2. Medinah itu ku tamsil ibaratkan Badanku dan makam hakekatnya di kandung huruf Ha dari rangkaian huruf namaku Muhammad.
3. Dan tanah yang mula-mula di jumpai oleh saudara-saudara utusanku adalah ibaratkan perut  dan kunamai dia Bathniy artinya perutku makam hakekatnya dikandung huruf Mim akhir dari rangkaian huruf namaku Muhammad.
4. Sedangkan tanah terakhir yang dijumpai adalah kutamsil ibaratkan kedua belah kakiku yaitu Rijalaany dan makam hakekatnya di kandung huruf Dal dari rangkaian huruf namaku Muhammad dan kunamai dia Munajati.

Selanjutnya Rasulullah bersabda yang artinya :
Menurut hakekat rahasia keyakinan hati ku kedua negeri tersebut ku tamsil dia masing-masing Bathniy dan Rijalaany.  Mekkah itu menurut rahasia keyakinan isi hatiku adalah ku tamsil ibaratkan kepalaku dan bahwa tiap-tiap kepala manusia mengandung sesuatu makam Dimaqha namanya.  Di Maqha inilah letaknya Makkah itu yang ku rangkaikan dengan Huruf Mim awal dari rangkaian huruf nama ku.  Di Mekkalah mulai terbuka pikiranku untuk memperjuangkan kebenaran Islam sesuai dengan petunjuk Allah SWT.  Kemudian Rasulullah SAW bersabda : “ Walmakkiyah wara’suukal miimil awali alaa suuratil Muhammad “.  Artinya : Mekkah itu adalah kepalaku huruf mim awal dari rangkaian namaku Muhammad.

Begitu pula dengan Yatsrib atau Madinatun nabi ( kota nabi ) adalah ku tamsil ibaratkan badan ku karena dalam badan/dada manusia itu merupakan suatu maqam yang mengandung hati dalam hakekatnya di kandung huruf Ha dari rangkaian huruf nama ku Muhammad.  Rasulullah SAW bersabda : “ Almadaniyah wal badaanu kal alaa suurati Muhammad “.  Artinya : Madinah itu adalah dada ku huruf Ha dari rangkaian huruf nama ku Muhammad dan ku tamsil ibaratkan dadaku.

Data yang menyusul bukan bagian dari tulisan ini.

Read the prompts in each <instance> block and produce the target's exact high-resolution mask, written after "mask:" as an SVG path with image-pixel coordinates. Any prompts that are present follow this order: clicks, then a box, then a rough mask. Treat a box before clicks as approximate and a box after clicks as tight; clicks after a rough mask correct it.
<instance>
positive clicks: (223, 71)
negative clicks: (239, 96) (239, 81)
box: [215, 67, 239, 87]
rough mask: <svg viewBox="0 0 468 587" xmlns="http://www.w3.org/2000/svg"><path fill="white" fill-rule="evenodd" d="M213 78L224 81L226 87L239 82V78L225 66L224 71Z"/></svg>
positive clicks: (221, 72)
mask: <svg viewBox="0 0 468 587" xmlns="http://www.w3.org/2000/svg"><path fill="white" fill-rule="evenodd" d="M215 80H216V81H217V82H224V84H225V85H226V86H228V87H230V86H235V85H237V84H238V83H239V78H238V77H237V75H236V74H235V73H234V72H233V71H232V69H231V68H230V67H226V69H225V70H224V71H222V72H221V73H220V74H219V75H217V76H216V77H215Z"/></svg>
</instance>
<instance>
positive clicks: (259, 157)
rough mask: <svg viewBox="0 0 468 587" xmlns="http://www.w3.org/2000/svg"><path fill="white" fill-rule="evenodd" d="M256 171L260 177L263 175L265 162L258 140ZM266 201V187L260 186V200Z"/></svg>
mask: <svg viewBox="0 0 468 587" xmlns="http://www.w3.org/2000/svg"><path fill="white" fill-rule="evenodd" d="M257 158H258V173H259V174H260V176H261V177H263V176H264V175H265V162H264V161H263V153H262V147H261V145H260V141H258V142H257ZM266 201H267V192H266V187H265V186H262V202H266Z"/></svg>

Lebih lanjut Rasulullah bersabda yang artinya :
Dan di Medinah inilah saya mengumpulkan semua kekuatan, pikiran dan tenaga dengan tulus dan ikhlas karena Allah SWT bersama para sahabat dan pengikut-pengikut ku baik dari kaum muhajirin maupun kaum Ansyar untuk mempertahankan kemegahan Islam yaitu agama yang besar disisi Allah SWT.

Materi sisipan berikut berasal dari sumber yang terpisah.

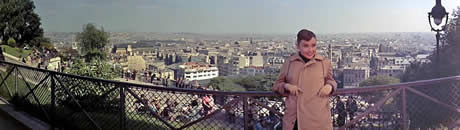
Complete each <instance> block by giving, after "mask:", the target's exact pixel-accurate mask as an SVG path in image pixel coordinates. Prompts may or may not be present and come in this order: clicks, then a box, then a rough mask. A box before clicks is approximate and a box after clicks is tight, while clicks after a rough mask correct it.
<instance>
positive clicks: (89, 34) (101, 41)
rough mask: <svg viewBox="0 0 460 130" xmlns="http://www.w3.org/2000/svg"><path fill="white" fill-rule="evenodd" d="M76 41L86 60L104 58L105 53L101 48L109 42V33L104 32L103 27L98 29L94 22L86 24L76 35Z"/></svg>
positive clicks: (104, 51)
mask: <svg viewBox="0 0 460 130" xmlns="http://www.w3.org/2000/svg"><path fill="white" fill-rule="evenodd" d="M77 41H78V42H80V44H79V45H80V47H81V52H82V54H83V55H84V56H85V57H86V59H87V60H92V59H95V58H98V59H102V60H104V59H105V57H106V55H107V54H106V52H105V51H104V50H103V49H104V47H105V45H106V44H107V43H108V42H109V33H107V32H104V28H101V29H98V28H96V26H95V25H94V24H86V25H84V26H83V32H81V33H79V34H78V35H77Z"/></svg>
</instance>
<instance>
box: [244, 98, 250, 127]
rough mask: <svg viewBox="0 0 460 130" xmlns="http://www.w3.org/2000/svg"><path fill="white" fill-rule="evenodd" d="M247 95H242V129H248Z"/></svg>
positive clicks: (247, 99) (248, 116) (247, 109)
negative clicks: (242, 96) (242, 121)
mask: <svg viewBox="0 0 460 130" xmlns="http://www.w3.org/2000/svg"><path fill="white" fill-rule="evenodd" d="M248 106H249V105H248V97H246V96H245V97H243V114H244V129H245V130H249V112H250V111H249V110H248Z"/></svg>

Kemudian Rasulullah bersabda lagi yang artinya : “ Demikian pula negeri yang dijumpai, saya namai Bathniy atau perut ku, karena semua yang masuk dalam perut itu sebagian melalui jantung.  Itulah sebabnya saya namai Bathniy sebab di negeri itu merupakan hazanah bagi ku untuk ku jadikan perbendaharaan penyimpanan hakekat rahasia agama yang kuperjuangkan dan mengenai hubungannya dengan Allah SWT sebagaimana dalam hadist yang berbunyi : “ Wal bathniy kalmiymits tsaani alaa suurati Muhammad “. Artinya : Bathniy adalah negeri huruf Mim kedua dari rangkaian nama ku Muhammad dan ku tamsilkan ibaratkan sebagai perut ku.
Selanjutnya Rasulullah SAW bersabda :
Sedang negeri terakhir yang di temui  ku tamsil ibaratkan kedua belah kaki ku dan ku namai Munajat.

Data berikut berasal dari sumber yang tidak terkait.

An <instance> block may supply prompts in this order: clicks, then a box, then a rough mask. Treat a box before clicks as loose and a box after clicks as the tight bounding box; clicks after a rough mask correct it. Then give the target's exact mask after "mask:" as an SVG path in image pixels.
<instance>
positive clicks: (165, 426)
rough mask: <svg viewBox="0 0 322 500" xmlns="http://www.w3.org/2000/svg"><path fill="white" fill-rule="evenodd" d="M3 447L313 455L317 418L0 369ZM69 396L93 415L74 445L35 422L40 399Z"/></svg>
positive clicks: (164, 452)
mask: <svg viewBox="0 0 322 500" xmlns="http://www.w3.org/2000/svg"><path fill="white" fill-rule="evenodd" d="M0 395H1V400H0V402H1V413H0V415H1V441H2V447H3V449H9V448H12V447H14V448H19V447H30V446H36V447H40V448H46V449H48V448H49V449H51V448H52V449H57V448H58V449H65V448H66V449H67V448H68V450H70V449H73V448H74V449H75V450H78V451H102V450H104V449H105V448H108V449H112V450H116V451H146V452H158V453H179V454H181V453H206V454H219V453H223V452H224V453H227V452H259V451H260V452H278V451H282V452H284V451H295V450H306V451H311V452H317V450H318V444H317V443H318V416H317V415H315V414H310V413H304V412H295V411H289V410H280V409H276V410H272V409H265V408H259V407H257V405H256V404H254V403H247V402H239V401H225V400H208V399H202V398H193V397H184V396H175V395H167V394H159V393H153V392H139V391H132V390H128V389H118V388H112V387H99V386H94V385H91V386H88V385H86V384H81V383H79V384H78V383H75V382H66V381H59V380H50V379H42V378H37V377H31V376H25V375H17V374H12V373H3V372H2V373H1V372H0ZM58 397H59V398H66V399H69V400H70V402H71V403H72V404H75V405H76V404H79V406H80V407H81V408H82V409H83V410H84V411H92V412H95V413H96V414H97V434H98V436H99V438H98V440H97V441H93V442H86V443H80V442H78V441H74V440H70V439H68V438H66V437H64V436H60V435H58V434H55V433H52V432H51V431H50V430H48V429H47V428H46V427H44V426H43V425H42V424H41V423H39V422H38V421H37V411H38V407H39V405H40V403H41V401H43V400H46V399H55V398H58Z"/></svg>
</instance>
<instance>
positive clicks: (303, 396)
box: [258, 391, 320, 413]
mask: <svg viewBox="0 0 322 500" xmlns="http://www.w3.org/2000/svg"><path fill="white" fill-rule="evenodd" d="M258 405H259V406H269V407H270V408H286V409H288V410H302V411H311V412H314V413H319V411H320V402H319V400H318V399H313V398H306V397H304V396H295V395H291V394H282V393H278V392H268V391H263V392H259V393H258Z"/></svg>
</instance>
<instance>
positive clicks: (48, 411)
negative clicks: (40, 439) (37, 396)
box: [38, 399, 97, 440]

Rasulullah bersabda : “ Wal munajat rijaalaniy kal dal alaa suuratin Muhammad “. Artinya : Dan Munajat nama negeri Muna adalah huruf  Dal dari rangkaian namaku Muhammad dan kutamsil ibaratkan sebagai kedua kakiku.
Pada pertemuan  Mekah yang dihadiri oleh dua belas bendera.  Pertemuan ini dilaksanakan dua tahun sebelum Rasulullah wafat yang disebut  pertemuan Furuhaderana.  Dua pokok penting yang diuraiankan Nabi Muhammad SAW dalam pertemuan yang ada hubungan dengan Buthuuni  adalah :
a. Dua bendera atau dua Negara yang nantinya akan menjadi bangsa yang besar yaitu : wilayah Magribi (Barat) akan dikuasai oleh bangsa Inggiris dan wilayah Masyariki (Timur) akan dikuasai oleh bangsa Belanda. Hal ini dikarenakan kedua negri itu merupakan turunan dari Nabi Ibrahim as.
b. Akan ada pertemuan lanjutan dari pertemuan ini karena belum hadirnya utusan bendera wilayah Timur (bangsa Masyariki).  Kelak nanti yang mewakili negeri Masyariki itu bernama Buthuuni.  Penghuni negeri itu akan didiami oleh para ulama dan Aulia Allah yang mewarisi  ilmuku  walaupun  mereka itu tidak langsung mendengar ajaran dan ucapan yang keluar dari mulutku tentang keyakinan agama Islam yang murni dan negeri itu bernaung pada kebesaran bendera/payung warna kuning.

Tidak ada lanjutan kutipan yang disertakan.